Неожиданно он спросил:
— Вы женаты?
— Нет.
— Помолвлены?
— Да.
— Тогда вы меня поймете. С того момента как я увидел тело, я сам не свой. Вы должны извинить меня… Однако пройдемте лучше в зал.
Во мне родилось странное чувство братства с этим обычно сдержанным, лишенным воображения, полным жизни, но сейчас выбитым из колеи молодым человеком. Мы прошли через стеклянные двери музея. Шомон шагал осторожно и мягко; по поступи его было ясно, что ему пришлось исходить не один десяток миль по африканским пескам. Наверное, он был бесстрашным солдатом, но сейчас на его лице я мог прочитать нечто похожее на благоговейный ужас.
Мертвая тишина, царившая в музее, бросила в дрожь и меня.
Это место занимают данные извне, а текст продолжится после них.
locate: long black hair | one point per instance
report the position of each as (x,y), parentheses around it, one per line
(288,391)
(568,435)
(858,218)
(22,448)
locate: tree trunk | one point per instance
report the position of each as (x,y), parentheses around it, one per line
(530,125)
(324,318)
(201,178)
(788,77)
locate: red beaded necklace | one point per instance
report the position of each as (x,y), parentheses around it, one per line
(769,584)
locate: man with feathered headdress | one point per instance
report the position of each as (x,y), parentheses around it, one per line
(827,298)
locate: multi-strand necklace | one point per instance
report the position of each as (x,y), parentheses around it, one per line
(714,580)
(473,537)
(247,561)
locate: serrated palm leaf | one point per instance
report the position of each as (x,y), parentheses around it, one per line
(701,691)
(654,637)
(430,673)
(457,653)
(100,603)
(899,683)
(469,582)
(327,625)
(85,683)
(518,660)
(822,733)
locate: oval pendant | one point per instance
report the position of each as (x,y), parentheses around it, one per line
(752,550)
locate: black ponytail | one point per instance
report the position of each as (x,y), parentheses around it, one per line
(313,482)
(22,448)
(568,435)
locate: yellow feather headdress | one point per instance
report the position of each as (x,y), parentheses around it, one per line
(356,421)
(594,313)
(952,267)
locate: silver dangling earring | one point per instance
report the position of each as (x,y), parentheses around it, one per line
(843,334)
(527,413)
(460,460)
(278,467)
Там было влажно и пахло — я могу описать запах двумя словами — волосами и одеждой. Мы находились в огромном гроте, уходившем в глубину футов на восемьдесят. Теряющийся во мраке свод поддерживался резными колоннами. На колоннах были изображены гротескные фигуры и сюрреалистические сцены. Все плавало в зеленоватом сумраке — я так и не смог обнаружить источник освещения. Казалось, все было погружено в зеленоватую воду, которая искажала перспективу и превращала предметы в колеблющиеся фантомы. Меня не оставляло чувство, что еще мгновение — и я окажусь в щупальцах притаившегося спрута.